Predict if new questions asked on Stack Overflow will be closed

We all use Stack Overflow, day in and day out, to get answers to our programming questions. The website, its content, and its users provide high quality solutions to reach other programmers. Quality is everything to them and they take it pretty seriously. In this exercise, we will build classifier to detect if questions will end up closed or not.

Closing Questions

Currently about 6% of all new questions end up closed. Questions can be closed as:

  1. Off topic
  2. Not constructive
  3. Not a real question
  4. Too localized

More in depth descriptions of each reason can be found in the Stack Overflow FAQ. Your goal is to build a classifier that predicts whether or not a question will be closed using a lot of information about the post.

(source Kaggle competition)

Data loading

Let us start by loading an SFrame given in binary format. Assuming the file given to you is in the location FILEPATH, then you can use the following:

sf = gl.SFrame(FILEPATH)

Canvas runs in the background, so you can continue to work as the summary visualizations are computed for you. In the mean time, let us take a quick look at the target column OpenStatus.

Question 1: Now, use the SArray.unique() function to get out the unique values of the column OpenStatus.

unique_stats = sf['OpenStatus'].unique()

It seems like the data was not very clean. That is mostly the case with real world datasets. We need to do some munging here.

Question 2: Add a column to the Sframe called is_closed which is 1 when OpenStatus is "closed" and 0 otherwise. Hint: You can use SArray's boolean operation or the SArray.apply() function.

sf['is_closed'] = sf['OpenStatus'] == "closed"
Creating a balanced dataset.

It looks like only around 2.44% of the data contains closed data. Classification on imbalanced data is a challenging task. Let us make a balanced dataset with an equal number of posts that are open and closed. One way of doing this is to sub sample the data with open posts to create more of a balance.
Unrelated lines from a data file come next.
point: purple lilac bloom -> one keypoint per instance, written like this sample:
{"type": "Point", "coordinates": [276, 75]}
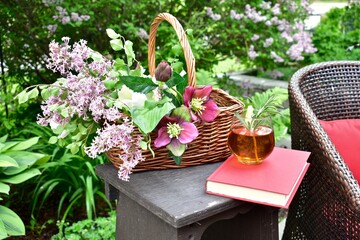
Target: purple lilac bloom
{"type": "Point", "coordinates": [255, 37]}
{"type": "Point", "coordinates": [212, 15]}
{"type": "Point", "coordinates": [268, 42]}
{"type": "Point", "coordinates": [292, 6]}
{"type": "Point", "coordinates": [287, 36]}
{"type": "Point", "coordinates": [252, 53]}
{"type": "Point", "coordinates": [276, 57]}
{"type": "Point", "coordinates": [254, 15]}
{"type": "Point", "coordinates": [81, 92]}
{"type": "Point", "coordinates": [51, 28]}
{"type": "Point", "coordinates": [143, 34]}
{"type": "Point", "coordinates": [85, 17]}
{"type": "Point", "coordinates": [306, 5]}
{"type": "Point", "coordinates": [118, 136]}
{"type": "Point", "coordinates": [235, 15]}
{"type": "Point", "coordinates": [276, 9]}
{"type": "Point", "coordinates": [101, 67]}
{"type": "Point", "coordinates": [63, 59]}
{"type": "Point", "coordinates": [51, 117]}
{"type": "Point", "coordinates": [265, 5]}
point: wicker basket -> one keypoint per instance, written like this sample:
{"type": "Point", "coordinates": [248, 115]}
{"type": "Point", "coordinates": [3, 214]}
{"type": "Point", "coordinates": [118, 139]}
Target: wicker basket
{"type": "Point", "coordinates": [211, 143]}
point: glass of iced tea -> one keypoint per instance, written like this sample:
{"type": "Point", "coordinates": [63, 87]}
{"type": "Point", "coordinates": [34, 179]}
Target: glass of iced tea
{"type": "Point", "coordinates": [251, 140]}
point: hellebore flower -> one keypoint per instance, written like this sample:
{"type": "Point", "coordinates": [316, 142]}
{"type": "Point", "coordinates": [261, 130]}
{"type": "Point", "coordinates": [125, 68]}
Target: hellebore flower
{"type": "Point", "coordinates": [200, 104]}
{"type": "Point", "coordinates": [175, 133]}
{"type": "Point", "coordinates": [163, 71]}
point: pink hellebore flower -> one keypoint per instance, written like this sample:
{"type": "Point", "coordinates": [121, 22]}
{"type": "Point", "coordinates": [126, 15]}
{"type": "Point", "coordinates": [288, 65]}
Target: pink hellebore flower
{"type": "Point", "coordinates": [200, 104]}
{"type": "Point", "coordinates": [175, 133]}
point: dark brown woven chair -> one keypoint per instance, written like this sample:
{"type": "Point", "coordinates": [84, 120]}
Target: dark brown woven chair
{"type": "Point", "coordinates": [327, 204]}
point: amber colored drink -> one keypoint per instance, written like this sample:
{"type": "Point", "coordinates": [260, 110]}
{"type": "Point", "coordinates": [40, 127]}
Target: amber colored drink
{"type": "Point", "coordinates": [251, 147]}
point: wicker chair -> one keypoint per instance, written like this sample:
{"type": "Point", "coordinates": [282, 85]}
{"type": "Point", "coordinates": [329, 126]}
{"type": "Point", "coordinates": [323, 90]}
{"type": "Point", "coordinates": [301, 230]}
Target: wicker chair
{"type": "Point", "coordinates": [327, 204]}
We will accomplish this over the next few questions.

Question 3: Create an SFrame (lets call it sf_closed_only) that only contains the data in the original SFram (sf) where is_closed == 1. Use the SFrame's logical filter to do so.
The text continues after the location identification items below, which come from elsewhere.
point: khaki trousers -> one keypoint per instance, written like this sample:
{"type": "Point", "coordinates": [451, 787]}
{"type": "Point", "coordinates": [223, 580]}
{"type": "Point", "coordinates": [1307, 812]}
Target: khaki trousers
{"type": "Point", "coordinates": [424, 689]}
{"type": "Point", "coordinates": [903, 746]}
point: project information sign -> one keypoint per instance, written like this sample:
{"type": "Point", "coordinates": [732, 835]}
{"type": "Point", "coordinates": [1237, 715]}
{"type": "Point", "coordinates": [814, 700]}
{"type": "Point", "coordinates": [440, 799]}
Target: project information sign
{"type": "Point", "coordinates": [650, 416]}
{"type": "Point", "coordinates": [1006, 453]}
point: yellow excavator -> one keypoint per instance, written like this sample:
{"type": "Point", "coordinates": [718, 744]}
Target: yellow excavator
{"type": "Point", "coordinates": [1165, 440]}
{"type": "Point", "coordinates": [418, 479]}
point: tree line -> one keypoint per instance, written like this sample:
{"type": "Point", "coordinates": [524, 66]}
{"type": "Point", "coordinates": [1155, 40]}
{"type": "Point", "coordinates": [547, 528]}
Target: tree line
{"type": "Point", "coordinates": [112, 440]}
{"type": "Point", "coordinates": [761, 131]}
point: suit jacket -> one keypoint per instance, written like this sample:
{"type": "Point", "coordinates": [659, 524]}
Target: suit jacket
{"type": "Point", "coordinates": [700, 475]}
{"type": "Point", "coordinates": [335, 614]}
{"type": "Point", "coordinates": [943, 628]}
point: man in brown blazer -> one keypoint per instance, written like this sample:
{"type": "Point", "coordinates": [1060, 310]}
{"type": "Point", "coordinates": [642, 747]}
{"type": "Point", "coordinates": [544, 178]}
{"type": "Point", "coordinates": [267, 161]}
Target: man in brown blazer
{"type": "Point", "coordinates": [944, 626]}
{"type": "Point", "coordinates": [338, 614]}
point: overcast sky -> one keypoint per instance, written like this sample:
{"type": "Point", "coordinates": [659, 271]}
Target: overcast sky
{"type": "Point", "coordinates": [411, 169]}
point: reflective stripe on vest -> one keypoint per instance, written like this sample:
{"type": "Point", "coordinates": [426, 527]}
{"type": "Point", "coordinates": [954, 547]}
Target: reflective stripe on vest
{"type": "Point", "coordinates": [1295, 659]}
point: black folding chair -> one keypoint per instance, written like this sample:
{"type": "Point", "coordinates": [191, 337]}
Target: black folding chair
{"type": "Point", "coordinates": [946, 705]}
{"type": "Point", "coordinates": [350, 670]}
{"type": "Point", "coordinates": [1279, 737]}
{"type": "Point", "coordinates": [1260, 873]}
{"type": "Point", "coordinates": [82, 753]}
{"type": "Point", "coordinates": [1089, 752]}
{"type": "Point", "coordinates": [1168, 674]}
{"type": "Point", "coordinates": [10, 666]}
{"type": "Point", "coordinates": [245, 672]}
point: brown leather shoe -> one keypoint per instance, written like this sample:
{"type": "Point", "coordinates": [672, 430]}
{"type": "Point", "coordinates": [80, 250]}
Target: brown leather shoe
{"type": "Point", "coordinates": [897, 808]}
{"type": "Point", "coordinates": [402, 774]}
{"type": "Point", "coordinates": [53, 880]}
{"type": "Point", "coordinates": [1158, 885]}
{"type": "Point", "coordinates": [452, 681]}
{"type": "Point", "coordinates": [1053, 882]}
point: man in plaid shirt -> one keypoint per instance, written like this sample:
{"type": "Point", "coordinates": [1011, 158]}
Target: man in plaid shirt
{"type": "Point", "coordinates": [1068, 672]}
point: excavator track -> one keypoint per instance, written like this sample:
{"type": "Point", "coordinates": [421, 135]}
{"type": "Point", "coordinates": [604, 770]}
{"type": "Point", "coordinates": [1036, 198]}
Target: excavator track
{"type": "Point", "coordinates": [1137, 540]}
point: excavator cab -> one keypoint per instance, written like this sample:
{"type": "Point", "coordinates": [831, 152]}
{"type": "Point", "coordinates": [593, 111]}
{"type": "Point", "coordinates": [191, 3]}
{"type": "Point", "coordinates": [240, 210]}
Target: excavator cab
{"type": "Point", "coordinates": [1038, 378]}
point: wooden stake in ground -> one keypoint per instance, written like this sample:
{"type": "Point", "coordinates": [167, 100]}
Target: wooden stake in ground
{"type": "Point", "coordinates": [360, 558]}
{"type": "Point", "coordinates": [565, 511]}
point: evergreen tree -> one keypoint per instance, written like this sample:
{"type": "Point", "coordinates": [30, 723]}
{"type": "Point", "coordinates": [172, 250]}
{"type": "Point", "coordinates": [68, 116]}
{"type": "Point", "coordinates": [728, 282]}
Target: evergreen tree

sf_closed_only = sf[sf['is_closed'] == 1]

Question 4: Let us use the SFrame's sample function to sample about 2.5% of the SFrame (sf) where is_closed = 0. Call the resulting SFrame sf_open_only.
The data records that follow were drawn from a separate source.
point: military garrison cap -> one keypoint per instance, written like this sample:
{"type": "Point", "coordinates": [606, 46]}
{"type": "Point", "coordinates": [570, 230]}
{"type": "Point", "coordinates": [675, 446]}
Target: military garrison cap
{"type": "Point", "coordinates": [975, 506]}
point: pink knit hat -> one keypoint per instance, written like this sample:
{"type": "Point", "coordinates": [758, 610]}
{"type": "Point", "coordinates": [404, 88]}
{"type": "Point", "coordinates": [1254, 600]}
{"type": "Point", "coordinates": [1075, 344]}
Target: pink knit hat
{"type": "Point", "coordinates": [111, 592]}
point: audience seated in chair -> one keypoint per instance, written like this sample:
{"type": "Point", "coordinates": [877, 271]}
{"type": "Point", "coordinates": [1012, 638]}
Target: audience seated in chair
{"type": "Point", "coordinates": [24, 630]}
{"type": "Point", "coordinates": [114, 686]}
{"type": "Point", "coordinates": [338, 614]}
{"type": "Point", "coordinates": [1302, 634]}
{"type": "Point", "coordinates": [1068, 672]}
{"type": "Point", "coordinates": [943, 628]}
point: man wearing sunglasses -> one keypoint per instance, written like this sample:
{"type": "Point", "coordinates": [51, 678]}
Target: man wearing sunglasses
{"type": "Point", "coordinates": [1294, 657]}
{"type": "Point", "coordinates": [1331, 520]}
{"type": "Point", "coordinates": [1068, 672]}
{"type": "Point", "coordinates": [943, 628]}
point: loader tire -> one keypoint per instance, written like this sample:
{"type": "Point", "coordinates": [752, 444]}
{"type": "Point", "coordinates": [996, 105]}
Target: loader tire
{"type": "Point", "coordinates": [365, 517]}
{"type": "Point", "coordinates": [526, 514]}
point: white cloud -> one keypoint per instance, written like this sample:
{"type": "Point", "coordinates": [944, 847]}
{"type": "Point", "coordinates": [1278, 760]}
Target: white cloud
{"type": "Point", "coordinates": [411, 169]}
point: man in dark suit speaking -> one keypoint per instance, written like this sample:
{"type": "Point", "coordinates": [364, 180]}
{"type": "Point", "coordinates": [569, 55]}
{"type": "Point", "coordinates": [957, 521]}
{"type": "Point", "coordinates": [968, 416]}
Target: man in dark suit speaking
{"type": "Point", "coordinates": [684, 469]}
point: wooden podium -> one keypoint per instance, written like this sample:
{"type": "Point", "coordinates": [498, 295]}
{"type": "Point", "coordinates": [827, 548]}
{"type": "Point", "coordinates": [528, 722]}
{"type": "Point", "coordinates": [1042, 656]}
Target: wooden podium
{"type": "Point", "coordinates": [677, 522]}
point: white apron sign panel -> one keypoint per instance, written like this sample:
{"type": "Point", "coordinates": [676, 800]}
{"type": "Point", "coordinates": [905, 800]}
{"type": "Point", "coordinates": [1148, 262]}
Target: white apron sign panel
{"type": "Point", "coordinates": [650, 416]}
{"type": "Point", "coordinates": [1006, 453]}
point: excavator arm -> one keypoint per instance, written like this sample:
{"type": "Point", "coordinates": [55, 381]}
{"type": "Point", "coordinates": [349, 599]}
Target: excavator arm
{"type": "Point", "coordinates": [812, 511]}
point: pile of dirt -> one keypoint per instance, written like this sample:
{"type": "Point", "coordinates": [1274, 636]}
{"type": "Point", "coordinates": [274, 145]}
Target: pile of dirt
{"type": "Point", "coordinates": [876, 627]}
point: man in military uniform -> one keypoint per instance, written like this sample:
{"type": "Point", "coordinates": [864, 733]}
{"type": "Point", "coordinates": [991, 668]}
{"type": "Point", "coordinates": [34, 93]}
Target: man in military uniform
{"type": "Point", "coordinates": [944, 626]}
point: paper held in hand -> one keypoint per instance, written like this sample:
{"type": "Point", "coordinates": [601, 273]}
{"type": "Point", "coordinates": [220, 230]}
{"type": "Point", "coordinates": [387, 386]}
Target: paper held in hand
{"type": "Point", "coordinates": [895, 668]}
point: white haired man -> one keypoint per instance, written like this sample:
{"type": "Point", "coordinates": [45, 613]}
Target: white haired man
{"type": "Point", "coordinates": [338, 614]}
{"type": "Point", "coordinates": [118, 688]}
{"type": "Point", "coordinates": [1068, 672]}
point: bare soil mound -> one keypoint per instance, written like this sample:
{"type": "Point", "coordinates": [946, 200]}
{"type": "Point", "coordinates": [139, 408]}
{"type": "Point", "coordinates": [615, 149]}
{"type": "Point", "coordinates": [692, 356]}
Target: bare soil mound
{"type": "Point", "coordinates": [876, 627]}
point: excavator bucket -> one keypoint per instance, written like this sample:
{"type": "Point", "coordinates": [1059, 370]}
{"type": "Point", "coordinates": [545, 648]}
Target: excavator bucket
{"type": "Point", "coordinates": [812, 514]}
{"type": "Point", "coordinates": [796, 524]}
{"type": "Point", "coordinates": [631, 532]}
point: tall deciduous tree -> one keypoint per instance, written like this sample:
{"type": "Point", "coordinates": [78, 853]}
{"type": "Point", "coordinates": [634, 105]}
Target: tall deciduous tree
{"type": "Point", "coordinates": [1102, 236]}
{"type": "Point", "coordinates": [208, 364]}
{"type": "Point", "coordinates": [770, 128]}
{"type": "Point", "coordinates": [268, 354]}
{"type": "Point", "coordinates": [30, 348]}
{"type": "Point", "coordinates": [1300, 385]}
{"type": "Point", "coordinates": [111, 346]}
sf_open_only = sf[sf['is_closed'] == 0].sample(0.025)

Question 5: Now, let us use SFrame's append() functionality to append the SFrame sf_open_only with sf_closed_only. Call the resulting SFrame sf_subsampled.

NOTE: In some versions of IPython Notebook the following command must be run twice - the first time yields an error.

sf_subsampled = sf_open_only.append(sf_closed_only)

Question 6: Use the SArray.astype() function to make sure the following columns (in sf_subsampled) are of the right types. Here are the right types.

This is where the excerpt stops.